Storm causes hillside collapse in S. California


Associated Press

LAGUNA BEACH, Calif.

A powerful storm dumped more rain on already waterlogged Southern California on Wednesday, washing hillsides onto highways, endangering houses in canyons and forcing rescuers to pluck dozens of motorists from flooded streets.

The storm was expected to ease as it moved eastward. Floodwaters washed away homes in Arizona and inundated parts of Nevada and Utah.

The low-pressure system could be in New Mexico by Thursday and could reach the Gulf Coast by Saturday with some rain, but not the deluge that hit Southern California, forecasters said.

In Southern California, the burst of heavy rain in the morning left streets flooded and caused minor mudslides.
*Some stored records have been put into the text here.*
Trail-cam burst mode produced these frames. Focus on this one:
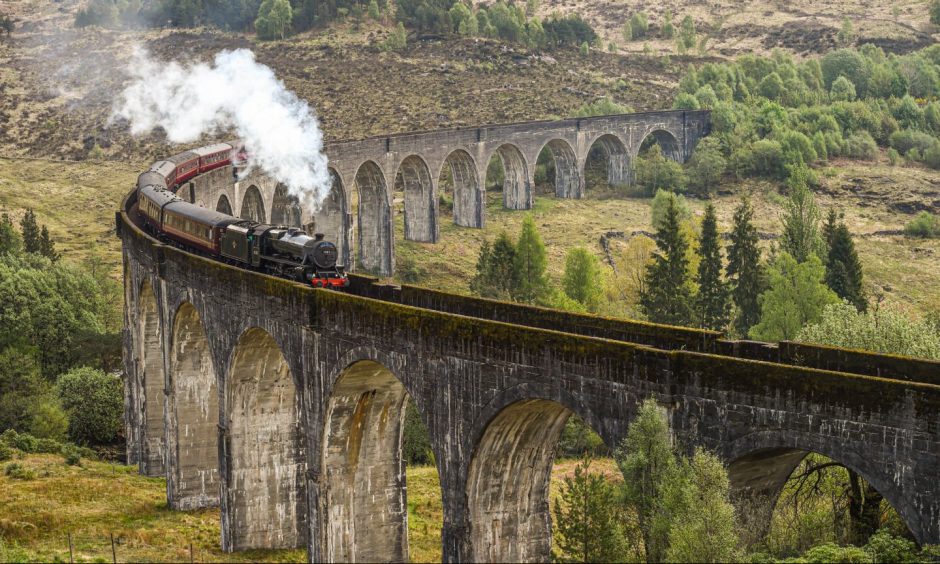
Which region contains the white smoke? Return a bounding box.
[113,48,332,209]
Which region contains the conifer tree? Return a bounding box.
[39,225,59,262]
[513,216,548,303]
[696,204,731,331]
[0,213,23,254]
[780,168,822,262]
[20,209,42,253]
[726,197,767,335]
[562,247,601,311]
[826,223,868,311]
[555,457,627,562]
[470,231,516,300]
[640,201,692,325]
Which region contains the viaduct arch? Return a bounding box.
[123,113,940,561]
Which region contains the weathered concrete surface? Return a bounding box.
[121,187,940,561]
[187,111,710,276]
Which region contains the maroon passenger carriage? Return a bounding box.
[137,143,349,288]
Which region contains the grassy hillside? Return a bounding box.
[0,455,616,562]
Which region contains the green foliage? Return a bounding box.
[797,302,940,360]
[379,22,408,51]
[571,96,633,117]
[553,457,627,562]
[904,211,940,239]
[829,76,856,102]
[780,168,823,262]
[640,200,693,325]
[562,247,603,311]
[695,203,731,330]
[56,368,124,445]
[748,251,839,342]
[727,198,767,335]
[513,215,548,303]
[401,397,435,466]
[650,190,692,230]
[826,223,867,311]
[3,462,36,481]
[255,0,294,39]
[470,231,516,300]
[636,144,686,195]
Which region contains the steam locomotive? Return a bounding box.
[137,143,349,288]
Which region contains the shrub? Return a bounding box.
[843,131,878,161]
[3,462,36,480]
[57,368,124,444]
[904,211,940,239]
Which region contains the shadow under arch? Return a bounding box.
[318,359,433,562]
[355,161,394,276]
[215,194,233,215]
[727,431,929,543]
[437,149,486,228]
[538,139,584,198]
[633,129,683,164]
[222,327,306,551]
[271,182,301,227]
[167,302,219,509]
[395,155,437,243]
[466,389,599,562]
[582,133,633,191]
[137,280,166,476]
[484,143,533,210]
[306,168,352,267]
[238,184,267,223]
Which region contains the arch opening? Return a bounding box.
[467,399,604,562]
[484,144,534,210]
[318,360,441,562]
[271,182,301,227]
[355,161,393,276]
[215,194,233,215]
[167,303,219,509]
[222,328,306,550]
[238,184,267,223]
[535,139,584,198]
[584,134,633,192]
[137,282,166,476]
[728,447,916,558]
[395,155,437,243]
[306,168,350,266]
[438,150,486,228]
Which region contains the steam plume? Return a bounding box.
[114,48,331,209]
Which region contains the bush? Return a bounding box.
[843,131,878,161]
[904,211,940,239]
[3,462,36,480]
[56,368,124,444]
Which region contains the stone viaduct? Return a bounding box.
[117,117,940,562]
[185,110,709,275]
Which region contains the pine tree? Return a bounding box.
[562,247,602,311]
[39,225,59,262]
[696,204,731,331]
[20,209,42,253]
[513,216,548,303]
[0,213,23,254]
[726,198,767,335]
[640,201,692,325]
[826,223,868,311]
[780,169,822,262]
[555,457,627,562]
[470,231,516,300]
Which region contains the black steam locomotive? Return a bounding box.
[137,143,349,288]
The threat, however, of larger mudslides could last for weeks in the suburban Los Angeles canyon hillsides laid bare by wildfires.

“The ground is so saturated it could move at any time,” said Bob Spencer, spokesman for the Los Angeles County Department of Public Works.
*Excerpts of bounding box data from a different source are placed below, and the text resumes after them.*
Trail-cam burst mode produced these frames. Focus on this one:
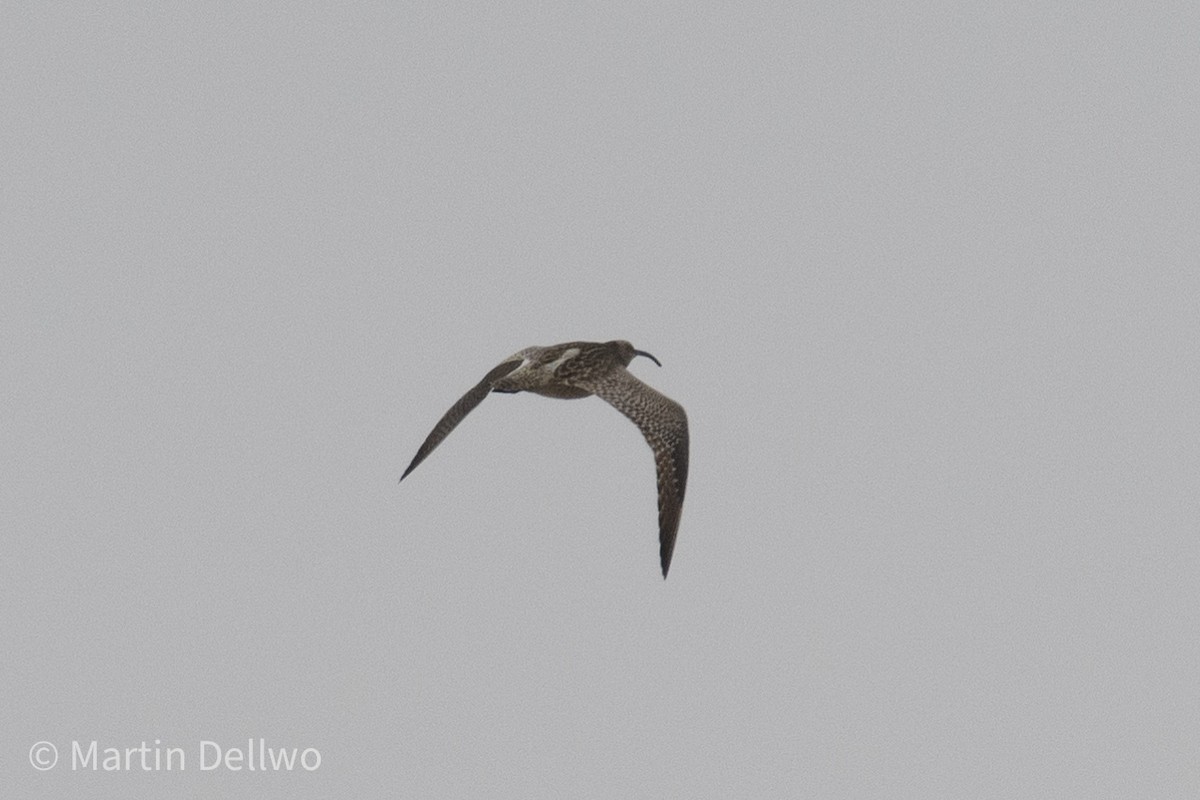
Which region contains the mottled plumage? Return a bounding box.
[400,341,688,578]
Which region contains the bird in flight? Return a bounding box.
[400,339,688,578]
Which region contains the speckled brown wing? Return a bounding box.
[400,360,522,481]
[580,367,688,578]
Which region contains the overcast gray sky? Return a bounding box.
[0,2,1200,798]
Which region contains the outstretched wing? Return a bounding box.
[586,368,688,578]
[400,359,522,481]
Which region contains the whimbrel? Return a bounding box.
[400,341,688,578]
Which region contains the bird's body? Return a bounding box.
[400,341,688,578]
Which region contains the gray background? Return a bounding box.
[0,2,1200,798]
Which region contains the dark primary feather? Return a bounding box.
[583,367,688,578]
[400,341,688,578]
[400,361,521,481]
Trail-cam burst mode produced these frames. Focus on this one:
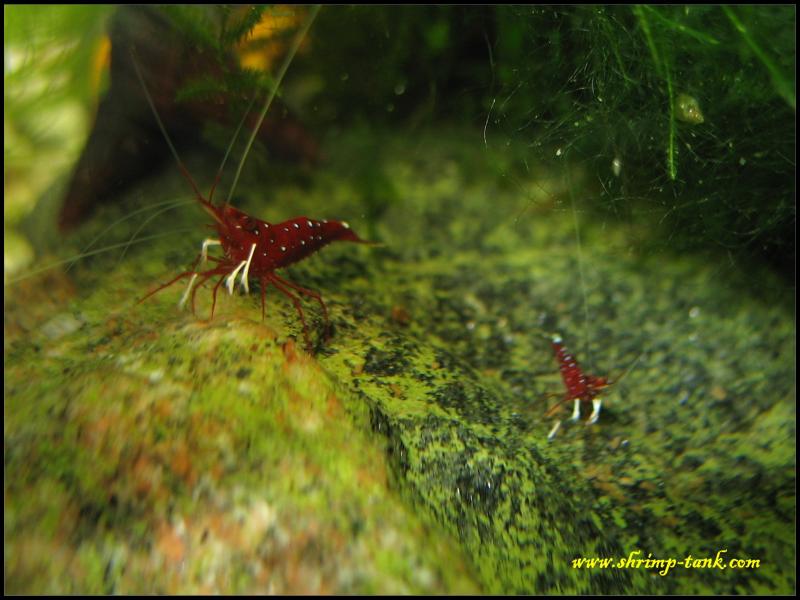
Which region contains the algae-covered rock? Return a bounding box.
[4,132,795,594]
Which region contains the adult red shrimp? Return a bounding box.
[545,334,611,440]
[133,8,371,351]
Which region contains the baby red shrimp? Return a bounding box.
[132,7,371,351]
[545,334,611,440]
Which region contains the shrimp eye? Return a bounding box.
[242,215,259,235]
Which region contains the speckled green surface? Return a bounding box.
[4,133,796,593]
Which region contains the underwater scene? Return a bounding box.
[3,5,796,595]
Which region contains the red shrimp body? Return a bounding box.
[553,336,608,402]
[207,205,366,277]
[547,335,609,440]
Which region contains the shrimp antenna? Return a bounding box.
[564,164,594,368]
[131,47,210,205]
[225,4,320,204]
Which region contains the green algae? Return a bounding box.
[4,132,795,593]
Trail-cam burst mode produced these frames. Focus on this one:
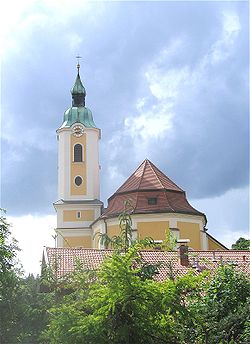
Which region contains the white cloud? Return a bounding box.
[8,215,56,275]
[208,12,241,64]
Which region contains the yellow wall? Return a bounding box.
[107,225,120,238]
[93,231,100,248]
[63,210,94,222]
[70,134,87,195]
[177,221,201,250]
[63,236,93,248]
[137,221,169,240]
[207,236,225,251]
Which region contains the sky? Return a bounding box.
[0,0,249,273]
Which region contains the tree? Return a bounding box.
[0,210,20,344]
[232,237,250,250]
[0,211,55,344]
Spencer added that catch basins designed to hold a landslide’s uprooted trees and other debris before it can wash down onto homes appeared to have plenty of capacity.

Heavy rains early Wednesday caused a hillside to collapse on part of a busy Interstate 10 transition road about 30 miles outside Los Angeles.
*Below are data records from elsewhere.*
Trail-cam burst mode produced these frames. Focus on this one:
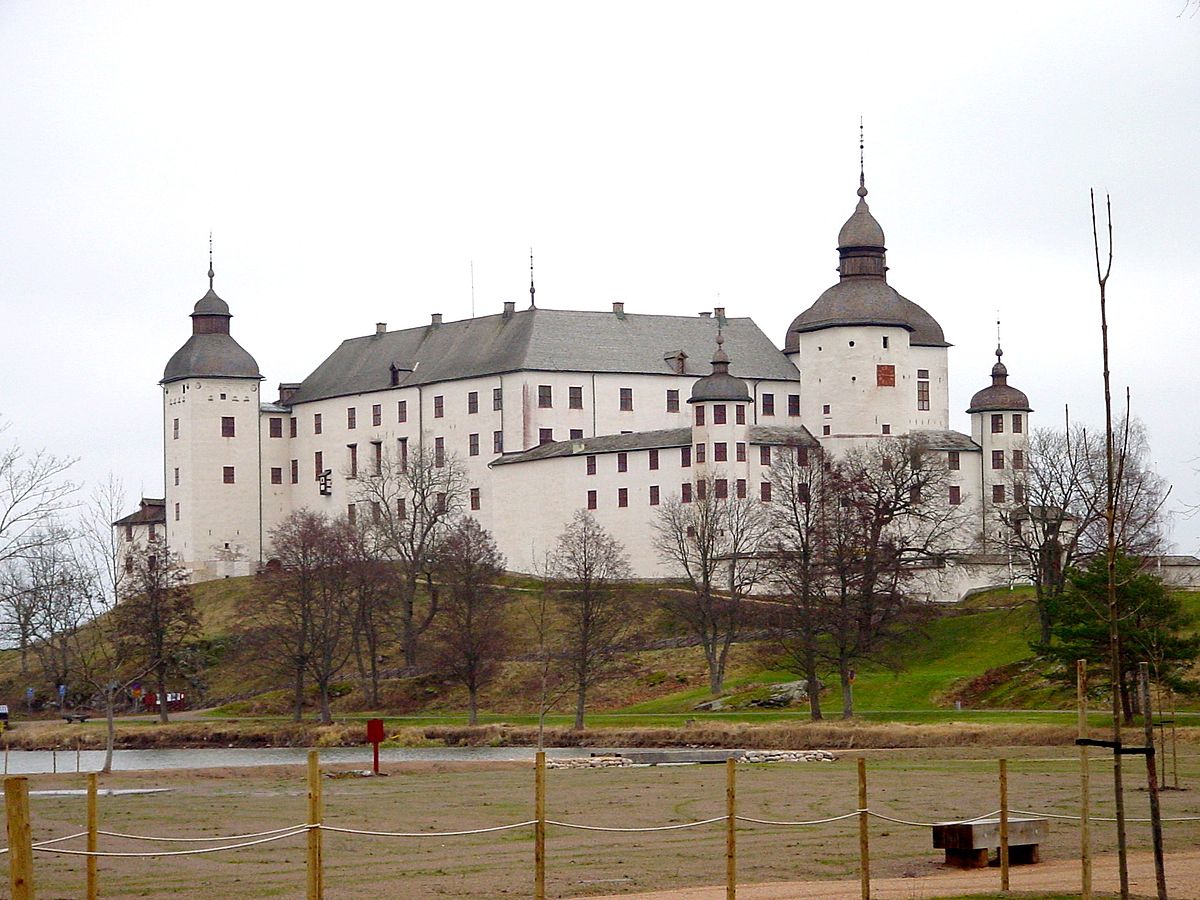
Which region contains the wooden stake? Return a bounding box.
[533,750,546,900]
[725,756,738,900]
[858,757,871,900]
[1000,760,1008,892]
[4,776,34,900]
[307,750,325,900]
[88,772,100,900]
[1075,659,1092,900]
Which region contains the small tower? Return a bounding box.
[967,342,1033,541]
[160,255,263,580]
[688,331,754,499]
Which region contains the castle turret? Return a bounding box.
[160,250,263,580]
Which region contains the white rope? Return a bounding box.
[34,826,309,858]
[737,810,858,826]
[99,822,308,844]
[318,818,538,838]
[546,816,728,833]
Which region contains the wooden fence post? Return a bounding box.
[4,776,34,900]
[858,756,871,900]
[1000,760,1008,892]
[1075,659,1092,900]
[307,750,325,900]
[88,772,100,900]
[725,756,738,900]
[533,750,546,900]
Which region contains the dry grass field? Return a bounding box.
[9,746,1200,898]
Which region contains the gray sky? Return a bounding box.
[0,0,1200,552]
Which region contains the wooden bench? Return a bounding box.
[934,818,1050,869]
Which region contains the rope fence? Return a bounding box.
[0,751,1200,900]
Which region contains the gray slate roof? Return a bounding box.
[285,310,799,403]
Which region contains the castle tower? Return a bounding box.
[160,256,263,581]
[688,331,754,499]
[967,343,1033,541]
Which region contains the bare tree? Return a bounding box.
[110,541,200,722]
[433,518,508,725]
[550,510,632,730]
[353,444,467,667]
[654,476,769,696]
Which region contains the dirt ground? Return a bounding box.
[9,748,1200,900]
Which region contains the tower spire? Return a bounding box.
[529,247,538,310]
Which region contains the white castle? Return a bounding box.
[118,174,1032,599]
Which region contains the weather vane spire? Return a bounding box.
[529,247,538,310]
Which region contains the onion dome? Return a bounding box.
[784,174,949,353]
[967,344,1033,413]
[160,260,263,384]
[688,331,754,403]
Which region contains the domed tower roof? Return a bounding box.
[688,331,754,403]
[160,251,263,384]
[784,170,949,353]
[967,344,1033,413]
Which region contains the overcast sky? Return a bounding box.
[0,0,1200,552]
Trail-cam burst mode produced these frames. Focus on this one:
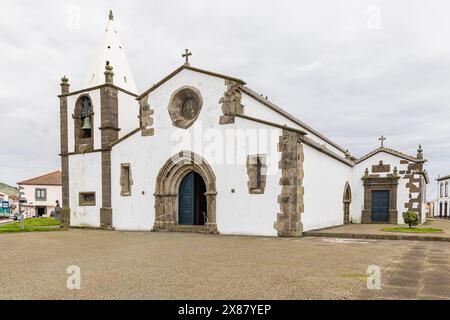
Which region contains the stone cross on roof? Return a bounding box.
[378,136,386,148]
[181,49,192,66]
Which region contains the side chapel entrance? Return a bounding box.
[344,182,352,224]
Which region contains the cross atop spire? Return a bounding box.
[84,10,138,93]
[181,49,192,66]
[378,136,386,148]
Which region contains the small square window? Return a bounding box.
[247,155,267,194]
[79,192,95,207]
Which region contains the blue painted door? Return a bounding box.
[178,172,195,226]
[372,191,389,222]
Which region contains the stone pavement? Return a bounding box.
[305,219,450,242]
[0,230,450,300]
[359,242,450,300]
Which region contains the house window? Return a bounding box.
[79,192,95,207]
[34,188,47,201]
[120,163,132,197]
[247,155,267,194]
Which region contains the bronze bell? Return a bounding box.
[81,117,92,130]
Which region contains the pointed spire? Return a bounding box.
[60,75,70,94]
[84,10,138,93]
[417,145,423,160]
[345,149,352,160]
[104,63,114,84]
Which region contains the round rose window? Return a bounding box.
[168,86,203,129]
[181,98,198,120]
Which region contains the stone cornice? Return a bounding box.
[300,136,355,167]
[109,128,141,148]
[356,147,427,164]
[242,86,346,153]
[436,175,450,182]
[58,83,138,98]
[234,114,307,135]
[59,148,111,157]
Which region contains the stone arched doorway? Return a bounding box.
[154,151,217,233]
[344,182,352,224]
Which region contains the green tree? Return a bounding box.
[403,211,419,228]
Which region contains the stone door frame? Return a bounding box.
[153,151,218,233]
[362,176,400,224]
[343,182,352,224]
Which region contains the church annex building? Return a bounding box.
[59,12,429,237]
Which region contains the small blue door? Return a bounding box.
[178,172,195,226]
[372,191,389,222]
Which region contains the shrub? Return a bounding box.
[403,211,419,228]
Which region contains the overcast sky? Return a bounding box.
[0,0,450,196]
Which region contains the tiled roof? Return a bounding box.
[356,147,426,163]
[18,171,62,186]
[0,182,19,197]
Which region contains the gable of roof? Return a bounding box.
[17,171,62,186]
[136,64,245,100]
[136,65,346,153]
[356,147,427,164]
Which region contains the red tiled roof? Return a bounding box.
[17,171,62,186]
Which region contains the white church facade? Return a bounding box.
[59,13,428,237]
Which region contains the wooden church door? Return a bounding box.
[178,172,195,225]
[372,191,389,222]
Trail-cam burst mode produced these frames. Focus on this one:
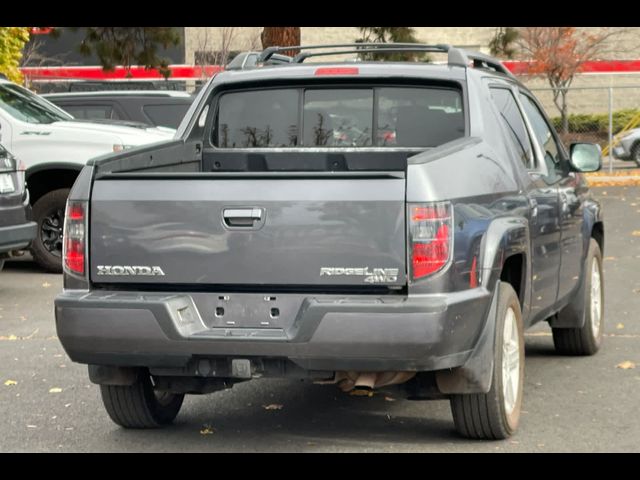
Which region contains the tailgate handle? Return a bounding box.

In eastern Orange County, 25 to 30 people were evacuated from their homes in Silverado Canyon. The houses were threatened by rolling boulders and debris flow. The canyon is on the edge of the Cleveland National Forest, which burned in a 1997 wildfire.

Silverado Creek was swollen with muddy brown water, and roads were choked with mud and uprooted trees.

Orange County Fire Authority Capt. Larry Kurtz said firefighters walked residents to a church and searched deeper in the canyon for remote homes. “If we have any more rain, there are people who just can’t get out,” Kurtz said.

Some residents refused to leave.

Rick Tallant said he has lived in the canyon for nine years and planned to wait out the rain at his home.